The Moldy Peaches: The Moldy Peaches
The Moldy Peaches
Rough Trade import
FOR THE MOST part, writing a record review is something of a filling-in-the-blanks exercise. So I found it extraordinarily helpful that New York duo the Moldy Peaches have provided the context for me. On the back cover of The Moldy Peaches, which collects the best tracks from a pair of homemade-CD releases, there is a scratchy, handwritten Mad Lib, ready to finish. It reads: "The Moldy Peaches are [adjective]. They sound like [noun]. When I listen to them, I want to [verb]. Too bad they are just a [band name] rip-off!!"
So let's see. Adjective: "freak-folk." Noun: "painfully self-aware, smart-ass teenagers" should do fine, even if it's not entirely accurate--laconic malcontent Adam Green is 20 years old, eight years younger than partner-in-crime Kimya Dawson. Band name could go a few different ways: These champions of lo-fi sound could be called "an American Television Personalities," or "Beat Happening with its mind in the gutter." The verb is the most important part, though, since the Moldy Peaches seduce you into having as much fun as they do.
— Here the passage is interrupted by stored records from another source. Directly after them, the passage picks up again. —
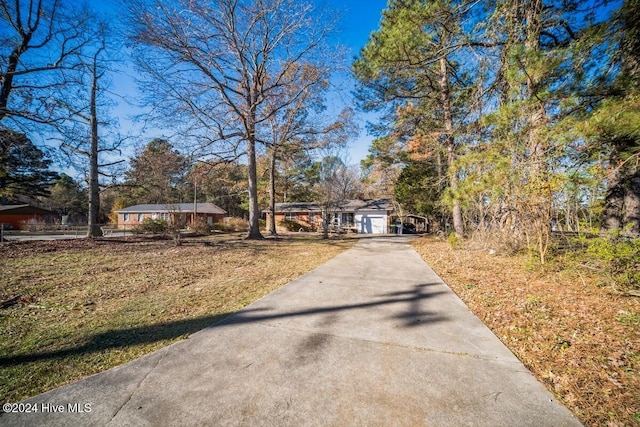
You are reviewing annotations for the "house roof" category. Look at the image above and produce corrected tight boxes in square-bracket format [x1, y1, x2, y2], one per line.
[0, 204, 56, 215]
[116, 203, 227, 214]
[276, 199, 393, 212]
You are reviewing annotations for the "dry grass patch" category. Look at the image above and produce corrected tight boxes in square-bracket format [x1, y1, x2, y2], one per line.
[414, 238, 640, 427]
[0, 235, 355, 403]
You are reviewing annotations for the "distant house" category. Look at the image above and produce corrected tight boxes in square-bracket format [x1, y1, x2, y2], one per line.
[265, 199, 394, 234]
[0, 204, 59, 229]
[116, 203, 227, 228]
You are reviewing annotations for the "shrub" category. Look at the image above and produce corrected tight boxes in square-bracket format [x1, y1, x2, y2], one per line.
[211, 217, 249, 232]
[134, 218, 169, 234]
[577, 234, 640, 291]
[224, 217, 249, 231]
[191, 218, 213, 234]
[279, 219, 311, 232]
[447, 232, 462, 249]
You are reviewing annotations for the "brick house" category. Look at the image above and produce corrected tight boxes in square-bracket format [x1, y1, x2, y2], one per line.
[116, 203, 227, 228]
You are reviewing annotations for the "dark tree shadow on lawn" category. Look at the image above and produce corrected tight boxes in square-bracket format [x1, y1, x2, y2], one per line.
[0, 283, 447, 367]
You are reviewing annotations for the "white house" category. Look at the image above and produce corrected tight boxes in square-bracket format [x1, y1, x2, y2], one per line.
[266, 199, 393, 234]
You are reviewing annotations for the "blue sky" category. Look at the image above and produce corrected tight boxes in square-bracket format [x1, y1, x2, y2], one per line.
[99, 0, 387, 164]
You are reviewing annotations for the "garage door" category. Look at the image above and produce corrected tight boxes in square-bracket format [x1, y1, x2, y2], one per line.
[369, 216, 387, 234]
[355, 214, 387, 234]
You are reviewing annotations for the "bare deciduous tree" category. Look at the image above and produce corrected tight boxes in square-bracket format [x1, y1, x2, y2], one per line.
[0, 0, 89, 132]
[127, 0, 342, 238]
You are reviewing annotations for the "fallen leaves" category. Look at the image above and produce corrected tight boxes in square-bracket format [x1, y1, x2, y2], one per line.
[414, 237, 640, 426]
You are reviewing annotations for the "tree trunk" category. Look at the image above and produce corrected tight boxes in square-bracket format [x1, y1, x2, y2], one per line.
[87, 62, 102, 237]
[440, 57, 464, 237]
[247, 110, 264, 240]
[269, 146, 278, 236]
[602, 144, 625, 231]
[622, 169, 640, 236]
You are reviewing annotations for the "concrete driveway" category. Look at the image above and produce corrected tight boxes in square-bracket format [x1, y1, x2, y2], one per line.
[0, 236, 580, 427]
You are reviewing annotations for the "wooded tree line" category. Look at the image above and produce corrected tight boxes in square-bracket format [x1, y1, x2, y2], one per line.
[354, 0, 640, 262]
[0, 0, 354, 238]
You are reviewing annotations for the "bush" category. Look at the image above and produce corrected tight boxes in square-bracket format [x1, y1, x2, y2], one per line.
[211, 217, 249, 233]
[133, 218, 169, 234]
[577, 234, 640, 291]
[278, 219, 311, 232]
[447, 232, 462, 249]
[191, 218, 213, 234]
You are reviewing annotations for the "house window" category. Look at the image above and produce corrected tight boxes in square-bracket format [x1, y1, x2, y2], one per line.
[341, 212, 353, 227]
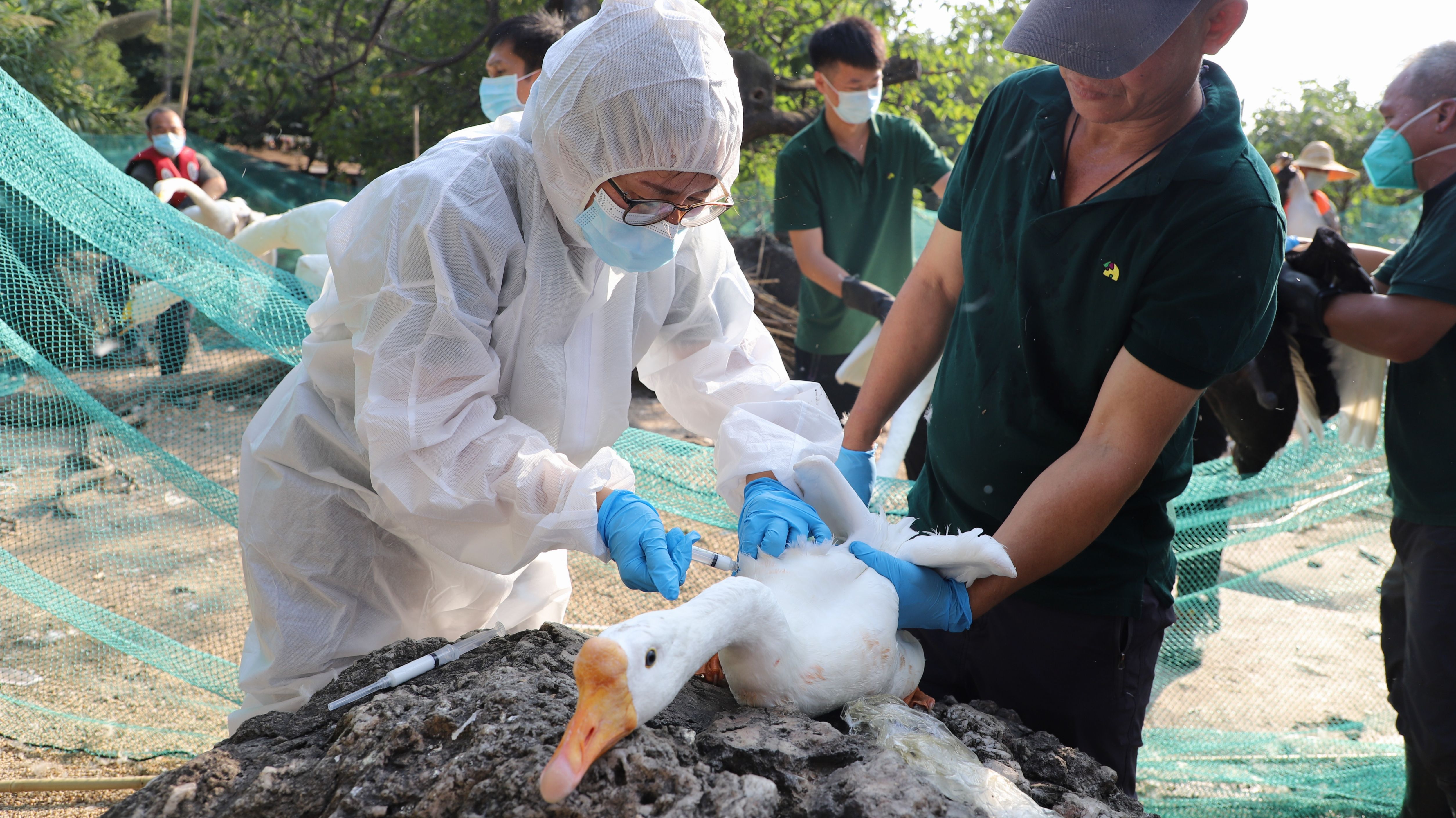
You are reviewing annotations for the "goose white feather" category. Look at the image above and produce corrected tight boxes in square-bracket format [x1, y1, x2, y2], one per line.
[152, 176, 266, 239]
[834, 322, 940, 477]
[540, 456, 1015, 802]
[233, 199, 347, 256]
[1325, 338, 1386, 448]
[875, 358, 940, 477]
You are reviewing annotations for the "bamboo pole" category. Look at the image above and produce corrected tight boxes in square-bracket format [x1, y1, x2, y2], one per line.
[178, 0, 202, 118]
[415, 102, 419, 159]
[0, 776, 156, 792]
[162, 0, 172, 102]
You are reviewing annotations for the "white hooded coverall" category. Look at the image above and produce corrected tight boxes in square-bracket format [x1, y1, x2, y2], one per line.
[229, 0, 841, 731]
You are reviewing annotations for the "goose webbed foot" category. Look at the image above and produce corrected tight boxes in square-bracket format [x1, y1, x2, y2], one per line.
[902, 684, 935, 713]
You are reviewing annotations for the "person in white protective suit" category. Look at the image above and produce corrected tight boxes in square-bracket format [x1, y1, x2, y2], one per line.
[229, 0, 841, 731]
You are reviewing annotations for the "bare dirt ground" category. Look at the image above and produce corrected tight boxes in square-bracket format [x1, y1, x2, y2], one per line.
[0, 378, 1393, 818]
[1147, 517, 1399, 742]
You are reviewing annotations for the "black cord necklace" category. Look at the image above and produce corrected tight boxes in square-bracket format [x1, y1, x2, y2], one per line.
[1062, 112, 1182, 205]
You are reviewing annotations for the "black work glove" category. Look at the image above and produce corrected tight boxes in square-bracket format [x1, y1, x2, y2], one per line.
[1278, 263, 1340, 338]
[840, 275, 895, 322]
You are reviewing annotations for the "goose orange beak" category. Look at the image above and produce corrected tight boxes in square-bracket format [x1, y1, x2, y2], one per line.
[542, 636, 636, 803]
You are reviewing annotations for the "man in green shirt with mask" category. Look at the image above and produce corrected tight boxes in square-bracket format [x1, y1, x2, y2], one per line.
[840, 0, 1284, 795]
[1278, 41, 1456, 818]
[773, 17, 951, 477]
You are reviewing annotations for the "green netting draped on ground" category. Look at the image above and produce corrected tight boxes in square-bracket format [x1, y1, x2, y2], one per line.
[80, 134, 357, 213]
[0, 65, 1402, 818]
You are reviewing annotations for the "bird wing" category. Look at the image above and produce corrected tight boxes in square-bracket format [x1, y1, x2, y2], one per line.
[897, 528, 1016, 584]
[794, 454, 875, 546]
[1289, 335, 1325, 441]
[1325, 338, 1386, 448]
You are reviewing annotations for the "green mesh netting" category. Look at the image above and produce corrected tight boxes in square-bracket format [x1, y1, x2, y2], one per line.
[0, 67, 1403, 818]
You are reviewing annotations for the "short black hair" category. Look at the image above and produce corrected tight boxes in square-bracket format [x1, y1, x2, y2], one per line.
[485, 12, 566, 71]
[810, 17, 885, 71]
[141, 105, 176, 131]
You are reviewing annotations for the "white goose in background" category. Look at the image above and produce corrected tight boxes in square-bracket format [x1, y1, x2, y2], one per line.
[834, 322, 940, 477]
[540, 456, 1016, 802]
[152, 176, 266, 239]
[233, 199, 345, 290]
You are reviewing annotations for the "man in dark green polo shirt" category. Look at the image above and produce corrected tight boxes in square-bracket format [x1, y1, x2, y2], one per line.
[773, 17, 951, 477]
[1280, 41, 1456, 818]
[844, 0, 1284, 795]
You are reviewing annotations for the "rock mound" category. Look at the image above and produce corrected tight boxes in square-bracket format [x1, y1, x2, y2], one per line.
[105, 624, 1143, 818]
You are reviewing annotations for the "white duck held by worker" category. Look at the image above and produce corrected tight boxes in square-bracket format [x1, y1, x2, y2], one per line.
[540, 456, 1016, 802]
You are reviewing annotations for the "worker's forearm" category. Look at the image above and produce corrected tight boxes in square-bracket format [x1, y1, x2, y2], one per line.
[970, 441, 1147, 617]
[1325, 293, 1456, 362]
[844, 275, 958, 451]
[799, 253, 849, 299]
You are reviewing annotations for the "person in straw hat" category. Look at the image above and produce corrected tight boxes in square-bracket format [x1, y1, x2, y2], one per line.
[1284, 140, 1360, 231]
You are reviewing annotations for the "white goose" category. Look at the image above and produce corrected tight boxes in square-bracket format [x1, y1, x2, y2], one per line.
[233, 199, 345, 288]
[152, 176, 265, 239]
[540, 457, 1016, 802]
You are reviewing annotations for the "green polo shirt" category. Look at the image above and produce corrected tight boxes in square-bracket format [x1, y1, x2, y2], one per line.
[910, 64, 1284, 616]
[1376, 176, 1456, 525]
[773, 114, 951, 355]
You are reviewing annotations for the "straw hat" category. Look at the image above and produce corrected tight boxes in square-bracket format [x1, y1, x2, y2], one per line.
[1294, 141, 1360, 182]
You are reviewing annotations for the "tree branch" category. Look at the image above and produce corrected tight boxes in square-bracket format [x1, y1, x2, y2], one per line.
[313, 0, 394, 83]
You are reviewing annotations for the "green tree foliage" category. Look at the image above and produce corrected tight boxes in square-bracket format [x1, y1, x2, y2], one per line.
[1249, 80, 1420, 247]
[176, 0, 540, 175]
[170, 0, 1032, 182]
[703, 0, 1039, 185]
[1249, 80, 1414, 211]
[0, 0, 137, 134]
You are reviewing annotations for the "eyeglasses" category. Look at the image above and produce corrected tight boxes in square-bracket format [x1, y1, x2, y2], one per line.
[607, 179, 734, 227]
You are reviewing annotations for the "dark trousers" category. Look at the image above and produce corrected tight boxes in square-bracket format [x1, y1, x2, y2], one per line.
[794, 348, 927, 480]
[913, 585, 1176, 798]
[1380, 518, 1456, 818]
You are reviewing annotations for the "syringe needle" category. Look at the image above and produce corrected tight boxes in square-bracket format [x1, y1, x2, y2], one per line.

How is this sense of enjoyment accomplished? According to their lyrics: by "downloading porn with Davo"; by "sucking dick for ecstasy"; and by conflating sex with everything else (the astounding "Steak for Chicken"--which rhymes with "Who'm I gonna stick my dick in?"--juxtaposes dilemmas like "Who is gonna stroke my penis/Hurt my feelings?" and "Whose pussy hole/empty heart needs filling?"). And when the geeky Dawson feels like jumping around in a bunny outfit, he has fun by asking, in one of this album's frequent, sweetly tuneful moments, "Who's Got the Crack?" over a fuzzy acoustic guitar and pounding drum set.
So are the Moldy Peaches jaded? Hardly--particularly when you consider the album's fragile underside, as on "Nothing Came Out," on which Dawson pines for riding bikes, spooning, and watching Hong Kong Phooey. (Of course, even that moment of quietude is broken up by a ridiculous cock-rock solo.) Sounds like a Larry Clark fantasy, but Green and Dawson insist, "We're not those Kids sitting on the couch." In other words, these mother-[verb]ers' piss-take is much smarter than your usual bad-kids-in-the-city-gettin'-messed-up shtick.